Demon odgarnął włosy do tyłu. Nie bał się.
- Chyba powinienieś powiedzieć "co masz na swoje usprawiedliwienie"? - zauważył.
Zynis
PostWysłany: Nie 15:36, 25 Mar 2007    Temat postu:

- Dokładnie - wampir odchylił się na krześle - Co ciekawego masz mi do powiedziania? - zapytał po chwili
Arai Ralza
PostWysłany: Nie 15:32, 25 Mar 2007    Temat postu:

Ralza wykonał sugestywny gest przy szyi.
- Stryczek?
Zynis
PostWysłany: Nie 15:31, 25 Mar 2007    Temat postu:

Hans pokiwal głową.
- To na mój rozkaz tu jesteś - powiedział, a po chwili dodał - Wiesz co grozi za zdrade stanu?
Arai Ralza
PostWysłany: Nie 15:13, 25 Mar 2007    Temat postu:

Ralza uśmiechnął się, widząc Hansa. Usiadł naprzeciwko niego.
- Ty będziesz mnie przesłuchiwał? - upewnił się.
Zynis
PostWysłany: Nie 14:21, 25 Mar 2007    Temat postu: Sala Przesłuchani

Mala sala w podziemiach pałacu.
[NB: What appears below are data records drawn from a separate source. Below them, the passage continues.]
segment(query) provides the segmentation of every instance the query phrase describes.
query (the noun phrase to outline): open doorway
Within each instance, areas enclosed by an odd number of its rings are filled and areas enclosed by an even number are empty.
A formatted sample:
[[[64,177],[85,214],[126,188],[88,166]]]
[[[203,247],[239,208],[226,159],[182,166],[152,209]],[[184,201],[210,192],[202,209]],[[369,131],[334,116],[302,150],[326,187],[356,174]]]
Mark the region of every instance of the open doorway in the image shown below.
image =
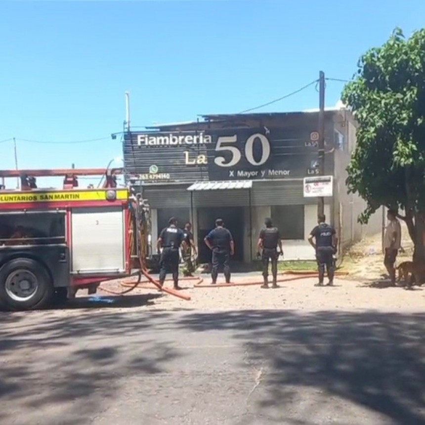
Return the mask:
[[[199,262],[210,263],[211,252],[204,238],[214,228],[215,220],[222,218],[224,226],[232,234],[235,242],[235,255],[232,259],[244,260],[244,209],[242,207],[202,208],[198,209],[198,246]]]

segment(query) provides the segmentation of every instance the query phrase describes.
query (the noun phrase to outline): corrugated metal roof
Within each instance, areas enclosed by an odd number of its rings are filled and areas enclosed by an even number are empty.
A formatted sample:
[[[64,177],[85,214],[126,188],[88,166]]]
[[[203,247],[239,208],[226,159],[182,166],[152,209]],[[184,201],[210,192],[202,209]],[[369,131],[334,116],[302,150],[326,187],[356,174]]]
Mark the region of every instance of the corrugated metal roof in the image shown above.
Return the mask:
[[[189,191],[194,190],[222,190],[229,189],[251,189],[253,187],[252,180],[242,181],[227,180],[225,181],[201,181],[194,183],[187,188]]]

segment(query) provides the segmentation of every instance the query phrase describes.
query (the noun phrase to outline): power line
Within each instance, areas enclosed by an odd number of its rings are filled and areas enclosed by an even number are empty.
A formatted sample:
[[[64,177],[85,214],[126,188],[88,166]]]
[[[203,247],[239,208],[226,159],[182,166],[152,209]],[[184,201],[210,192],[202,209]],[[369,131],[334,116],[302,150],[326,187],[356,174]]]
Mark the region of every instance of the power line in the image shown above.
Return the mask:
[[[29,139],[20,139],[16,138],[17,140],[19,140],[21,142],[28,142],[31,143],[47,143],[53,145],[62,145],[62,144],[73,144],[75,143],[87,143],[90,142],[98,142],[100,140],[110,140],[111,136],[107,137],[99,137],[97,139],[88,139],[85,140],[74,140],[70,141],[61,141],[55,142],[49,140],[32,140]]]
[[[255,109],[259,109],[260,108],[263,108],[264,106],[268,106],[269,105],[271,105],[273,103],[275,103],[276,102],[279,102],[280,100],[283,100],[284,99],[286,99],[287,97],[289,97],[290,96],[293,96],[294,94],[296,94],[297,93],[299,93],[300,91],[302,91],[303,90],[305,89],[308,87],[309,87],[310,85],[312,85],[313,84],[315,84],[317,82],[317,80],[315,80],[314,81],[312,81],[311,83],[309,83],[308,84],[306,84],[305,85],[303,86],[300,88],[298,88],[298,90],[296,90],[295,91],[293,91],[291,93],[289,93],[288,94],[285,94],[285,96],[282,96],[281,97],[279,97],[278,99],[275,99],[274,100],[271,100],[270,102],[267,102],[267,103],[263,103],[262,105],[259,105],[258,106],[255,106],[254,108],[250,108],[249,109],[246,109],[245,111],[242,111],[241,112],[239,112],[240,114],[244,114],[245,112],[250,112],[251,111],[254,111]]]

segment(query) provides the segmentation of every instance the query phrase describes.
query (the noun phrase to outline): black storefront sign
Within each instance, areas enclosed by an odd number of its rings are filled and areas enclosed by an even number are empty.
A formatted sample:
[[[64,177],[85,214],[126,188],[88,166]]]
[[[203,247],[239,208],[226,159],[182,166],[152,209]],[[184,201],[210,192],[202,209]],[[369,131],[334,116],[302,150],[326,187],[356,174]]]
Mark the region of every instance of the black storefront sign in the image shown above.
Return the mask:
[[[147,182],[299,178],[318,174],[310,133],[264,128],[132,132],[125,135],[124,161],[128,173]]]

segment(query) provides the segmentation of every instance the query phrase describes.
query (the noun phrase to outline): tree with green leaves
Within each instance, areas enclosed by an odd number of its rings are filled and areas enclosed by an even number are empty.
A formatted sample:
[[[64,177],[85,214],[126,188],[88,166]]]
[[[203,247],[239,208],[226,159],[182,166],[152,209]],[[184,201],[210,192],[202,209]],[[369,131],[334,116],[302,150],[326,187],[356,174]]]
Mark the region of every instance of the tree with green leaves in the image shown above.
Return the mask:
[[[406,39],[398,28],[382,46],[359,61],[342,92],[359,123],[348,167],[349,192],[367,203],[365,223],[384,206],[399,212],[424,260],[425,217],[425,29]]]

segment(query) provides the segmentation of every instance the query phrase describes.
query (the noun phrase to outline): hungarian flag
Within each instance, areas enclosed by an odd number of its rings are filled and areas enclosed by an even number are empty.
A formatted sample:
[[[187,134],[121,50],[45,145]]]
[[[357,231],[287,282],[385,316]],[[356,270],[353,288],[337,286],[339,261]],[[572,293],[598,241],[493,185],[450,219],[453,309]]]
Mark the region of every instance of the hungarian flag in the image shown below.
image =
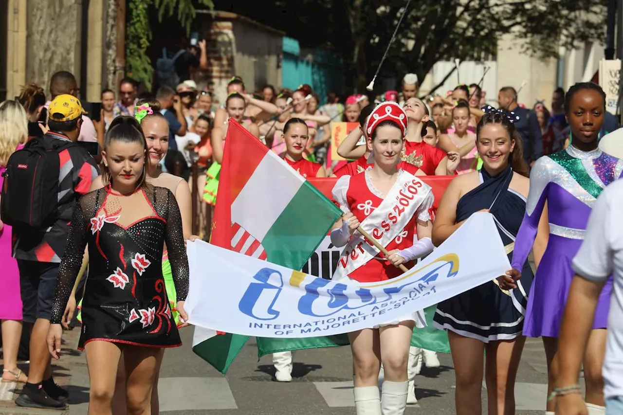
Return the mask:
[[[230,120],[211,244],[300,269],[341,214],[278,155]],[[196,327],[193,350],[225,373],[248,338]],[[263,353],[330,345],[337,345],[329,338],[257,339]]]

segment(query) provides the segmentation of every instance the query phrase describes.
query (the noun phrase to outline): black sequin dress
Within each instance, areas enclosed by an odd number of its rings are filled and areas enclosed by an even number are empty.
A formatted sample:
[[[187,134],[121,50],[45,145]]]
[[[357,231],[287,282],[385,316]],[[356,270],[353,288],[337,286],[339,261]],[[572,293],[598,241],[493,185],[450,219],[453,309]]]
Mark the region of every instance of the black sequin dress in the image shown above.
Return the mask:
[[[60,323],[88,244],[89,275],[78,349],[93,340],[150,347],[181,345],[162,274],[166,242],[178,300],[188,293],[179,209],[164,188],[80,198],[59,270],[50,323]]]

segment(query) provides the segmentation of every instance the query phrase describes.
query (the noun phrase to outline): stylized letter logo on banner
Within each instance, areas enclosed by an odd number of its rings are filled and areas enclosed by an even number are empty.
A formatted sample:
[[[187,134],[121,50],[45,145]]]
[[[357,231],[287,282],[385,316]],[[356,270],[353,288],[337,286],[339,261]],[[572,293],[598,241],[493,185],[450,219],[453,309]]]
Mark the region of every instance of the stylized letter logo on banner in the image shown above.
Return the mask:
[[[254,277],[259,282],[252,282],[238,304],[239,309],[257,320],[274,320],[279,312],[273,309],[283,287],[283,278],[278,271],[262,268]]]

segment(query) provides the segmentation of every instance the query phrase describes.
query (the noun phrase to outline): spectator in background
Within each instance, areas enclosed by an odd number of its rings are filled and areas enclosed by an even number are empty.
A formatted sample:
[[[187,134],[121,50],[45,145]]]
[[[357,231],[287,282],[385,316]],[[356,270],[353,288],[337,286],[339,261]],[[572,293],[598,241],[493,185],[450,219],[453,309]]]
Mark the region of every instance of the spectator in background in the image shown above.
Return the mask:
[[[543,136],[543,155],[547,156],[563,150],[564,136],[549,123],[549,112],[543,102],[537,102],[534,108]]]
[[[173,72],[169,73],[170,65]],[[156,62],[158,85],[175,88],[179,82],[194,79],[197,70],[207,69],[206,41],[199,41],[196,45],[190,45],[188,39],[173,42],[162,49],[161,57]]]
[[[197,83],[194,80],[187,80],[180,83],[175,88],[182,102],[182,111],[186,120],[186,125],[190,127],[197,119]]]
[[[504,87],[498,93],[500,109],[513,112],[519,119],[514,125],[523,141],[523,158],[528,166],[543,155],[543,136],[535,113],[517,103],[517,91],[512,87]]]
[[[400,106],[402,107],[409,98],[415,98],[417,93],[417,75],[415,74],[407,74],[402,78],[402,92],[399,98]]]
[[[52,79],[50,80],[50,94],[52,95],[52,101],[59,95],[64,94],[77,98],[78,92],[80,90],[78,89],[78,82],[71,72],[61,70],[52,75]],[[48,102],[45,103],[45,107],[47,107],[49,105],[50,102]],[[84,113],[82,114],[82,126],[80,129],[78,141],[98,142],[95,126],[91,118]],[[102,137],[102,141],[103,141],[103,137]]]
[[[47,123],[47,112],[44,110],[46,101],[43,88],[29,83],[19,92],[17,101],[26,111],[29,138],[43,135],[43,130]]]
[[[108,130],[108,126],[117,118],[115,115],[115,92],[111,89],[102,92],[102,110],[104,113],[104,131]]]
[[[22,89],[20,96],[23,95],[23,91]],[[45,102],[44,98],[44,103]],[[9,158],[14,151],[22,148],[28,139],[27,128],[26,112],[19,102],[4,101],[0,104],[0,188],[2,188],[4,179],[2,174],[6,169]],[[4,361],[2,381],[26,383],[28,378],[17,368],[17,350],[22,335],[22,318],[19,270],[17,262],[11,257],[11,227],[4,225],[1,217],[0,264],[2,264],[0,285],[2,290],[0,320],[2,321]]]
[[[557,88],[551,94],[551,113],[549,117],[549,125],[563,134],[566,134],[569,127],[569,123],[564,116],[564,90]]]
[[[214,100],[212,92],[201,91],[197,96],[197,113],[205,114],[211,120],[214,120],[214,112],[212,110],[212,103]]]
[[[275,103],[275,98],[277,97],[277,93],[275,92],[275,87],[272,85],[266,85],[262,88],[262,93],[263,95],[262,99],[267,102]]]
[[[137,101],[136,81],[131,78],[123,78],[119,82],[119,101],[115,104],[113,118],[120,115],[133,117]]]
[[[71,74],[59,74],[52,77],[52,93],[57,93],[61,86],[70,88],[72,86]],[[48,112],[50,131],[43,140],[78,140],[80,127],[88,118],[81,117],[84,110],[77,98],[59,94],[50,103]],[[43,231],[26,227],[13,229],[17,238],[14,256],[19,268],[24,321],[34,323],[31,335],[28,383],[16,400],[19,406],[62,409],[65,404],[59,399],[66,401],[69,396],[52,376],[51,356],[46,338],[59,266],[67,242],[75,201],[81,194],[88,192],[98,171],[95,160],[82,146],[69,147],[62,154],[61,160],[67,163],[60,169],[63,175],[58,186],[58,216],[54,224]]]

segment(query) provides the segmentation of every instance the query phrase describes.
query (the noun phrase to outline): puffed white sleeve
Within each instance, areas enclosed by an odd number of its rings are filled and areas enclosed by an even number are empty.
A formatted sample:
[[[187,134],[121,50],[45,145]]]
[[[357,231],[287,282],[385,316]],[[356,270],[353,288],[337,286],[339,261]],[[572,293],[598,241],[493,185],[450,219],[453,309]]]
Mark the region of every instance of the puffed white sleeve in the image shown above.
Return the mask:
[[[417,208],[416,215],[418,222],[425,223],[432,220],[431,212],[432,211],[432,205],[434,202],[435,196],[432,194],[432,190],[430,190]]]
[[[331,191],[340,208],[344,212],[350,212],[350,207],[348,206],[348,201],[346,200],[346,192],[348,191],[348,185],[350,184],[350,176],[342,176],[333,186],[333,189]]]

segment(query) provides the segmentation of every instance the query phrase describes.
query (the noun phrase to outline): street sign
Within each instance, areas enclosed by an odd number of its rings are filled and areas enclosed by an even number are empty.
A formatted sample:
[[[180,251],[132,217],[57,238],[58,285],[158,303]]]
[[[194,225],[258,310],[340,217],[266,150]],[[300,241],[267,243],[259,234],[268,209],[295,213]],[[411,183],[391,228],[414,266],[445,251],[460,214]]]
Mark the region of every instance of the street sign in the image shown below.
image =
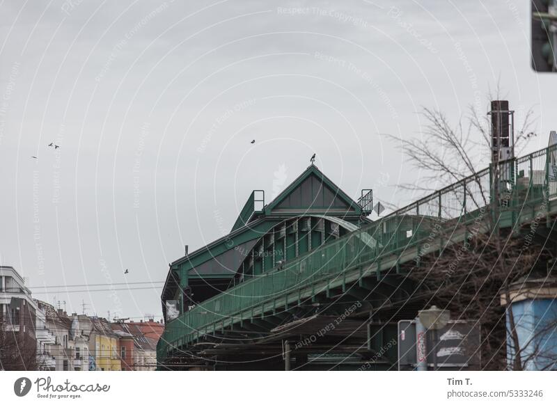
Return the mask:
[[[439,341],[434,344],[432,331],[418,336],[414,319],[399,321],[398,370],[416,370],[418,360],[426,360],[428,370],[432,370],[434,353],[437,355],[438,369],[480,369],[480,327],[477,321],[449,321],[437,331],[437,336]]]

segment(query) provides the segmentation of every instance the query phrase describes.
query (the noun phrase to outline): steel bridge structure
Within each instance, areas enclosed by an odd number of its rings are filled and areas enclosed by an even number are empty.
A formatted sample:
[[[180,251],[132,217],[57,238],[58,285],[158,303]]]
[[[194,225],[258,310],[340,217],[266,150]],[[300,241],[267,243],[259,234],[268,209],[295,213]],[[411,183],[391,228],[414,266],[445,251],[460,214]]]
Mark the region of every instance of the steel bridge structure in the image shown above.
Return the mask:
[[[356,202],[313,165],[267,205],[254,191],[228,235],[171,264],[163,310],[175,302],[179,315],[167,317],[159,369],[283,369],[287,341],[299,368],[356,368],[421,309],[407,277],[416,257],[488,220],[553,235],[556,158],[551,146],[500,162],[373,221],[370,191]],[[395,364],[387,353],[370,368]]]

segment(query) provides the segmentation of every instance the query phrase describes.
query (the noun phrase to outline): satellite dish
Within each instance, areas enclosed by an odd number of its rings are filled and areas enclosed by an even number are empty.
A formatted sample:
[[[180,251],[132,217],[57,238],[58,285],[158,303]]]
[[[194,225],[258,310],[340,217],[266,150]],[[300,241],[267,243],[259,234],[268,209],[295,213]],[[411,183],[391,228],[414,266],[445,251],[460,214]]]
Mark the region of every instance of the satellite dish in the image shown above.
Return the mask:
[[[377,215],[381,215],[381,213],[385,210],[385,207],[381,202],[377,202],[375,205],[373,206],[373,211]]]

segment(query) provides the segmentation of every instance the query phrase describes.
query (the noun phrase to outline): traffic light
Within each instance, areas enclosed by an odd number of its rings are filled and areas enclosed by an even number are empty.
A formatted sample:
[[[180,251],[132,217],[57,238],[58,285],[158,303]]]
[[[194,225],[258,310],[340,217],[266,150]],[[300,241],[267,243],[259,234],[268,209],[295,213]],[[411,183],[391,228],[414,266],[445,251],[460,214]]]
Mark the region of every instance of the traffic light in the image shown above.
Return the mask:
[[[532,68],[557,72],[557,0],[531,0]]]

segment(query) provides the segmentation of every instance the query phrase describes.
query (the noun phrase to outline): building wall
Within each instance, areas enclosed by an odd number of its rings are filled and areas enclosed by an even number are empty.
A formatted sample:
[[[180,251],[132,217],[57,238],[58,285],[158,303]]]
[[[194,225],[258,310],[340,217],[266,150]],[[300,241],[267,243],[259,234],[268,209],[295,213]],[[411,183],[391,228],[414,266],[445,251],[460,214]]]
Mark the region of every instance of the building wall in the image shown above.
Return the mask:
[[[120,338],[118,354],[122,363],[122,370],[132,371],[134,366],[134,344],[132,337]]]
[[[95,335],[95,360],[97,371],[120,371],[118,339]]]
[[[555,365],[557,361],[557,301],[552,299],[540,299],[515,302],[512,315],[524,368],[528,370],[557,369]],[[512,364],[514,350],[510,340],[508,348],[508,361]]]

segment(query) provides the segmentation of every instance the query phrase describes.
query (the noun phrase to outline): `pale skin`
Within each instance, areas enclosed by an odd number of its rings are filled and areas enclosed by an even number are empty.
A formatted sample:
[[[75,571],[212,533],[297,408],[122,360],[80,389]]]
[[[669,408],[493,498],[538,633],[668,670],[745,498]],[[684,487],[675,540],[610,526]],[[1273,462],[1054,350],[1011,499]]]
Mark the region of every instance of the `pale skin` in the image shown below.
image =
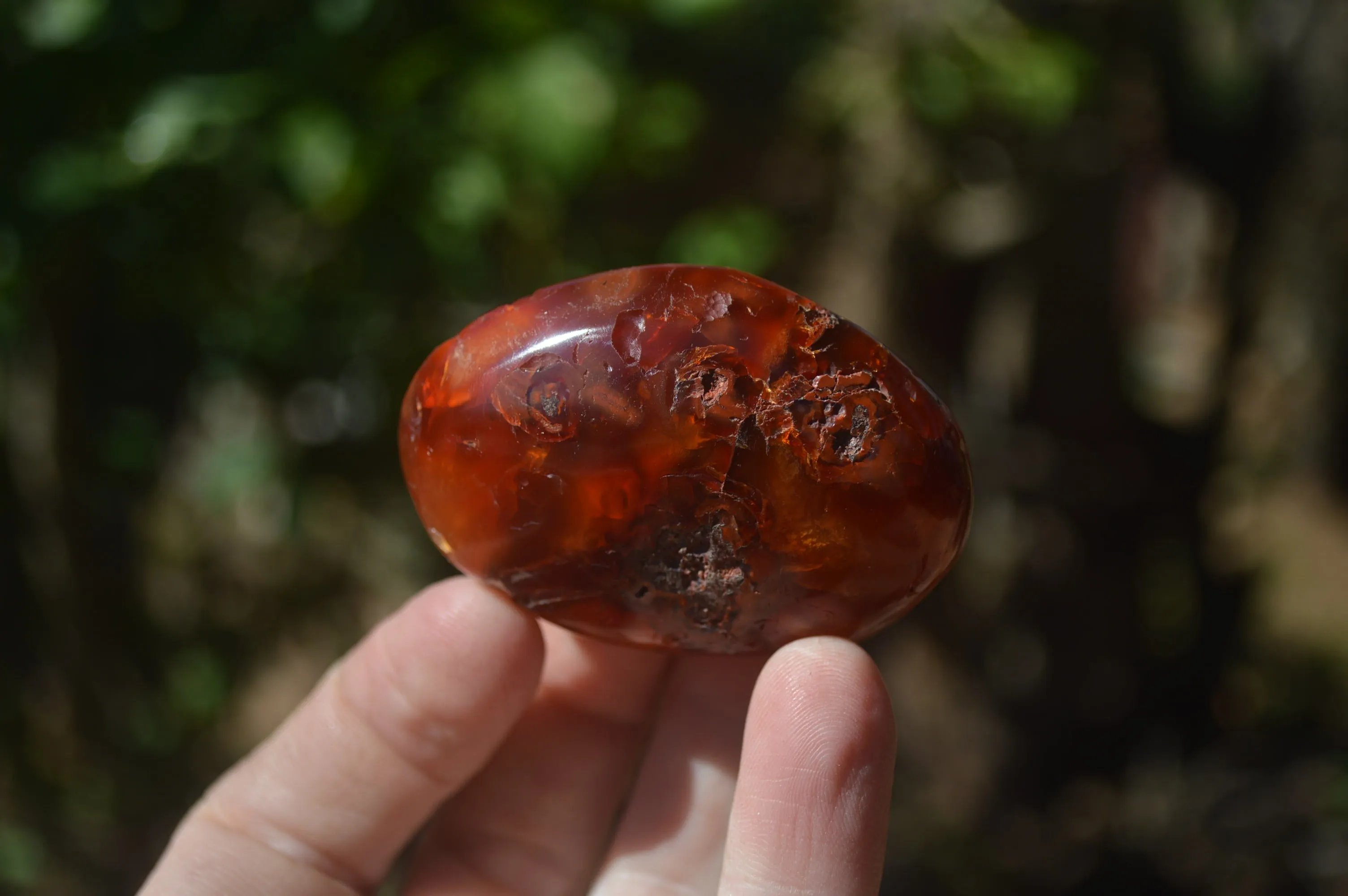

To właśnie tutaj przesłuchuje się przestępców.


Zynis wraz dwoma strażnikami wprowadził Ralze.
- Przyprowadzilem go, sir - zwrócił się do swojego przełożonego. Wampira. Hans się uśmiechnął. Kiwnał na dwóch strażników żeby wyszli. W sali zostali tylko Hans, Ralza i Zynis.
- Może usiądziesz, Arai - powiedział uprzejmnie do demona.